Energiekosten spielen bei Preisverhandlungen keine Rolle mehr

von Hubert Hunscheidt

Erhöhte Energiekosten, eine Folge der russischen Invasion in der Ukraine, waren der Auslöser für den Anstieg der europäischen Stahlpreise zu Beginn dieses Jahres. Der drohende weitere Anstieg der Gas- und Strompreise hielt den Aufwärtsdruck bis zum Sommer aufrecht. Angesichts des Nachfragerückgangs sind die europäischen Verkaufswerte jedoch gesunken und befinden sich weiterhin im Abwärtstrend.

In einem Szenario sinkender Preise bei gleichzeitig erhöhten Kosten sind Spekulationen über den Break-even-Punkt der Fabriken unvermeidlich. Energie ist derzeit ein wichtiger Faktor in dieser Berechnung. Die Produktionskosten der einzelnen Werke unterliegen jedoch einer Vielzahl von Faktoren, die sich ständig ändern.

EAF-Stahlwerke sind Großverbraucher von Strom. Hohe Brennstofftarife wirken sich unmittelbar und direkt auf die Kosten aus. Im Gegensatz dazu liefert die BOF-Produktion nützliche Nebenprodukte, die die erhöhten Energiepreise teilweise ausgleichen. Die Abgase werden in Zwischenüberhitzungsöfen genutzt. ArcelorMittal hat diese Art der Energiekostenreduzierung kürzlich als Grund dafür angeführt, seine Hochöfen in Bremen weiter zu betreiben, wenn auch auf niedrigem Produktionsniveau.

Bei jedem Produktionsweg spielt die Effizienz eine Rolle. Darüber hinaus kommen die Produzenten in einigen Teilen Europas in den Genuss staatlicher Unterstützung und günstigerer Strompreise. Andere wiederum kommen in den Genuss fester Tarife, die von der Dauer ihres Energieliefervertrags abhängen. Letztere sind noch nicht in vollem Umfang von den Treibstofferhöhungen betroffen.

Von außen betrachtet ist es daher nicht möglich, unabhängig vom Herstellungsverfahren ein genaues Break-even-Niveau zu ermitteln, auch wenn sich vernünftige Schätzungen anstellen lassen. Die Gewinnspannen sind gering, und viele Hersteller werden bei den derzeitigen Marktpreisen zumindest bei einigen Spotgeschäften Geld verlieren.

Normalerweise werden Flachprodukte im Hochofen und Langprodukte in Elektrostahlwerken hergestellt, aber es gibt auch Ausnahmen. Es gibt jedoch keine Ausnahmen von der Tatsache, dass die Verkaufspreise durch den Markt und nicht durch das Verfahren bestimmt werden. So müssen beispielsweise Profile, die von einem BOF-Stahlhersteller wie British Steel im Vereinigten Königreich hergestellt werden, auf einem Markt wettbewerbsfähig bleiben, der hauptsächlich auf der EAF-Methode beruht.

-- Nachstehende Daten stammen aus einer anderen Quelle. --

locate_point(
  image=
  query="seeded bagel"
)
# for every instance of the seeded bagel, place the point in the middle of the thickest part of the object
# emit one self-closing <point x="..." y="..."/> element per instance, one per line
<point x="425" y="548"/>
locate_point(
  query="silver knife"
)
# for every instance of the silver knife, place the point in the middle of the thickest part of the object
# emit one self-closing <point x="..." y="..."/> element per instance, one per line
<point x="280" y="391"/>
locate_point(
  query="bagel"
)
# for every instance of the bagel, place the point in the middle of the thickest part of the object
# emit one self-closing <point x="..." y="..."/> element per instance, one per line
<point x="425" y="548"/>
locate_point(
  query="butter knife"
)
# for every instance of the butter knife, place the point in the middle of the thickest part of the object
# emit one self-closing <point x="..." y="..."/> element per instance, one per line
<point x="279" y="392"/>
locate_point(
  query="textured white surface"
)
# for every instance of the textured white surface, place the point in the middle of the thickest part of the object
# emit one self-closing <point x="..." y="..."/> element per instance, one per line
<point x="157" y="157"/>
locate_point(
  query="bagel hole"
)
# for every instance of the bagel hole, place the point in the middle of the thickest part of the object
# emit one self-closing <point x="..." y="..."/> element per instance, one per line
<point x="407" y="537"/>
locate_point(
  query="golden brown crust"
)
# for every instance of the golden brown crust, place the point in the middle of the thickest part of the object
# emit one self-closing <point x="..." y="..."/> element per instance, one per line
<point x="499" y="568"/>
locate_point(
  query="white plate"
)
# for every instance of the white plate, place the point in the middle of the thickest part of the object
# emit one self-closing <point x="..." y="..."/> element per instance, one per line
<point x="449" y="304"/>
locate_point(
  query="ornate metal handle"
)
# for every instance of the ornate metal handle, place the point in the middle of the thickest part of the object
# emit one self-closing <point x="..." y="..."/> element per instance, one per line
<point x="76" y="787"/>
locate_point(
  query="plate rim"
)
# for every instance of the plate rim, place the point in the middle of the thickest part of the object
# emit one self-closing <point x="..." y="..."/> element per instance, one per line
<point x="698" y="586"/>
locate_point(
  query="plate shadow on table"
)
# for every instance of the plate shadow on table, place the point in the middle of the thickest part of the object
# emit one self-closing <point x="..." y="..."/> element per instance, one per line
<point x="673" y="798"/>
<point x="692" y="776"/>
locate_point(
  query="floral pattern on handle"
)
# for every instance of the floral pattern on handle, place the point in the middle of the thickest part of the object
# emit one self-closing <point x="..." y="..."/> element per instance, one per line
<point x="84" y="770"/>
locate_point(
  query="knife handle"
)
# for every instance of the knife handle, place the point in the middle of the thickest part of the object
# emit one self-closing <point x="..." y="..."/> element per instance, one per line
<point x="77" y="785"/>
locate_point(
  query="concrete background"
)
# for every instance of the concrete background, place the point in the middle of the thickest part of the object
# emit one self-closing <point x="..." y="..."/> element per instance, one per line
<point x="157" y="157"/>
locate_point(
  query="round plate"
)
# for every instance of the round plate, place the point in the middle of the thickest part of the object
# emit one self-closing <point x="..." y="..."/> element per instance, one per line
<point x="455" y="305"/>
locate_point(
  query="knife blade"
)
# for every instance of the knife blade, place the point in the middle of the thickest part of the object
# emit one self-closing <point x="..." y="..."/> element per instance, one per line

Die Kunden könnten sich für andere Stahlerzeugungswege interessieren. Wettbewerbsfähige Preise sind jedoch der Schlüssel, um ihre Aufträge zu erhalten. Inflationäre Energiekosten sind zwar nach wie vor vorhanden, aber sie sind nicht mehr der Hauptfaktor bei den Verhandlungen über die Stahlpreise.